St. Paul, Minnesota – Today, the Minnesota House of Representatives started their legislative session by passing a bill to increase funding to the Low-Income Home Energy Assistance Program (LIHEAP). The bill would appropriate $20 million from the state’s General Fund for fiscal year 2014 and any unspent funds as of June 30, 2014 would return to the General Fund.

Representatives John Persell (DFL – Bemidji) is confident this productive start will help build on the progress made during the 2013 Legislative Session.

“This first step is important for families across Minnesota because it really has become a matter of survival for some of our fellow Minnesotans,” said Rep. Persell. “I hope we can use this first bill can help set a positive tone for members on both sides of the aisle to help the Legislature get important work done this session.”

Last session began with the legislature facing a $600 million deficit and $800 million in debt to Minnesota schools.

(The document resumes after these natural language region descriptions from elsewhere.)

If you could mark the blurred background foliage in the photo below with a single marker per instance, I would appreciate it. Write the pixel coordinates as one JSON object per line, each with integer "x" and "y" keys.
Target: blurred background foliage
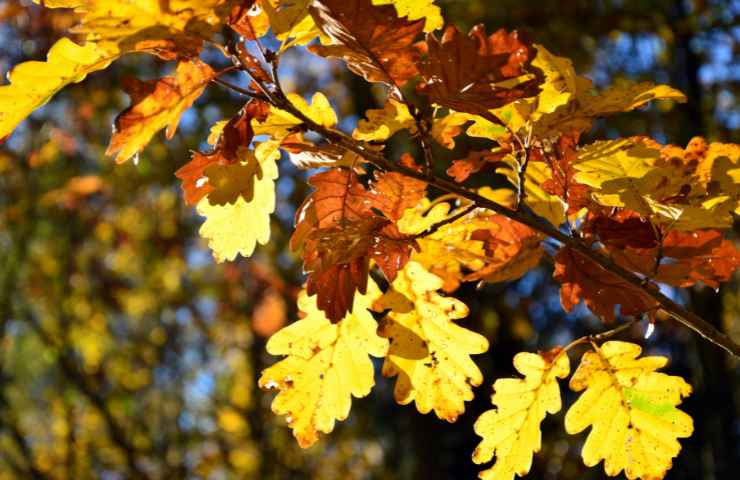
{"x": 126, "y": 352}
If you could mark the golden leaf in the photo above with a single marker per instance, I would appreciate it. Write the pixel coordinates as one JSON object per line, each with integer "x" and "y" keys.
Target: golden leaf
{"x": 235, "y": 228}
{"x": 428, "y": 352}
{"x": 33, "y": 84}
{"x": 326, "y": 365}
{"x": 279, "y": 123}
{"x": 685, "y": 189}
{"x": 416, "y": 9}
{"x": 586, "y": 105}
{"x": 631, "y": 409}
{"x": 449, "y": 250}
{"x": 511, "y": 431}
{"x": 111, "y": 29}
{"x": 381, "y": 124}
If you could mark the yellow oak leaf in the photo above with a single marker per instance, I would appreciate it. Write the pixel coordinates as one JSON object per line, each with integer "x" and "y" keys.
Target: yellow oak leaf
{"x": 327, "y": 364}
{"x": 279, "y": 123}
{"x": 381, "y": 124}
{"x": 428, "y": 351}
{"x": 558, "y": 88}
{"x": 33, "y": 84}
{"x": 586, "y": 105}
{"x": 234, "y": 181}
{"x": 167, "y": 29}
{"x": 291, "y": 21}
{"x": 235, "y": 228}
{"x": 111, "y": 29}
{"x": 621, "y": 172}
{"x": 511, "y": 431}
{"x": 416, "y": 9}
{"x": 631, "y": 409}
{"x": 157, "y": 104}
{"x": 546, "y": 205}
{"x": 560, "y": 80}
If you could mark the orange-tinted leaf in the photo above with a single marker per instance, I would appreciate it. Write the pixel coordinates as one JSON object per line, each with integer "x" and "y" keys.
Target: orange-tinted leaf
{"x": 685, "y": 259}
{"x": 156, "y": 104}
{"x": 512, "y": 249}
{"x": 562, "y": 183}
{"x": 475, "y": 162}
{"x": 394, "y": 193}
{"x": 236, "y": 133}
{"x": 339, "y": 233}
{"x": 248, "y": 19}
{"x": 476, "y": 73}
{"x": 583, "y": 279}
{"x": 374, "y": 42}
{"x": 624, "y": 229}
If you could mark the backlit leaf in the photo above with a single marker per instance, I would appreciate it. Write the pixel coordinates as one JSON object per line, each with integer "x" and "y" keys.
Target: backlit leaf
{"x": 475, "y": 73}
{"x": 381, "y": 124}
{"x": 428, "y": 351}
{"x": 511, "y": 431}
{"x": 631, "y": 409}
{"x": 374, "y": 42}
{"x": 326, "y": 365}
{"x": 583, "y": 279}
{"x": 235, "y": 228}
{"x": 156, "y": 104}
{"x": 416, "y": 9}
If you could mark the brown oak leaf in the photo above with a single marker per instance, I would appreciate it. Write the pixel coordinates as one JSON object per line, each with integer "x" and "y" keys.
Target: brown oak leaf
{"x": 374, "y": 42}
{"x": 156, "y": 104}
{"x": 476, "y": 73}
{"x": 561, "y": 161}
{"x": 339, "y": 232}
{"x": 685, "y": 258}
{"x": 236, "y": 133}
{"x": 583, "y": 279}
{"x": 512, "y": 249}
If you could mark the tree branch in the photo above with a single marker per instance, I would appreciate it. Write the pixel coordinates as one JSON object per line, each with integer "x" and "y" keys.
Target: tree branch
{"x": 523, "y": 216}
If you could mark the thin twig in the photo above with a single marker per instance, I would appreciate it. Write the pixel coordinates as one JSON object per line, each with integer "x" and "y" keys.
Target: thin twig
{"x": 431, "y": 230}
{"x": 600, "y": 337}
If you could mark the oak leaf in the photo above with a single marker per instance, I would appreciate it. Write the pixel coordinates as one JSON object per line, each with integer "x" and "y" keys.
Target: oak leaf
{"x": 428, "y": 351}
{"x": 631, "y": 409}
{"x": 417, "y": 9}
{"x": 290, "y": 21}
{"x": 281, "y": 124}
{"x": 512, "y": 250}
{"x": 236, "y": 228}
{"x": 446, "y": 128}
{"x": 586, "y": 105}
{"x": 475, "y": 73}
{"x": 374, "y": 42}
{"x": 682, "y": 189}
{"x": 111, "y": 29}
{"x": 156, "y": 104}
{"x": 583, "y": 279}
{"x": 537, "y": 176}
{"x": 339, "y": 233}
{"x": 682, "y": 258}
{"x": 381, "y": 124}
{"x": 229, "y": 137}
{"x": 511, "y": 431}
{"x": 326, "y": 365}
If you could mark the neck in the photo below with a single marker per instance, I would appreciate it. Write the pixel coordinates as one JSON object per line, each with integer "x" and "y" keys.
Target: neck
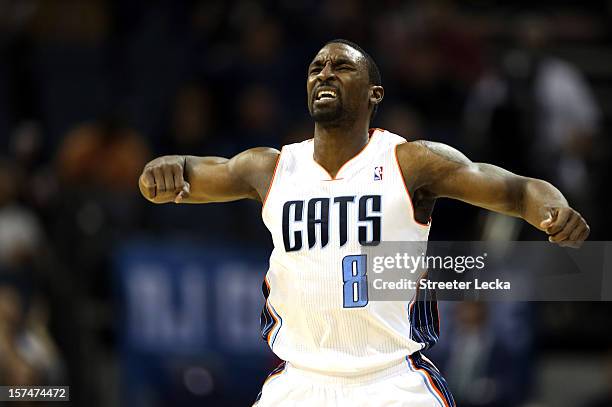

The legislature passed a balanced budget last year and now all of the money borrowed from schools has been paid back and the state is anticipating a $850 million budget surplus. Additionally, Minnesota created more than 50,000 jobs in 2013 and has fully regained all the jobs lost during the Great Recession.

This session, action began quickly. Aside from the passing of heating assistance, the House Taxes Committee was meeting to discuss middle-class tax relief through federal tax conformity and the repeal of business-to-business taxes, including the warehouse tax, farm equipment repair tax, and the telecommunications equipment tax. Rep. Roger Erickson (DFL – Baudette) is confident that each of these will be addressed this session.

“These are critical steps for us to take,” said Rep. Erickson. “Our economy is doing well and we need to do everything we can to help our local businesses, loggers, and farmers do well moving forward.”

Legislators will also be working to pass a statewide bonding bill. Because bonding bills require a three-fifths majority, the bill will need bipartisan support.

Another focal point will be an increase in the state’s minimum wage. Minnesota’s current minimum wage is $6.15, while the federal minimum wage is $7.25. Only two states — Georgia and Wyoming — have a lower minimum wage than Minnesota.

Finally, Governor Dayton has deemed the 2014 Session as the “Unsession,” a chance to make state government more efficient and better serve taxpayers.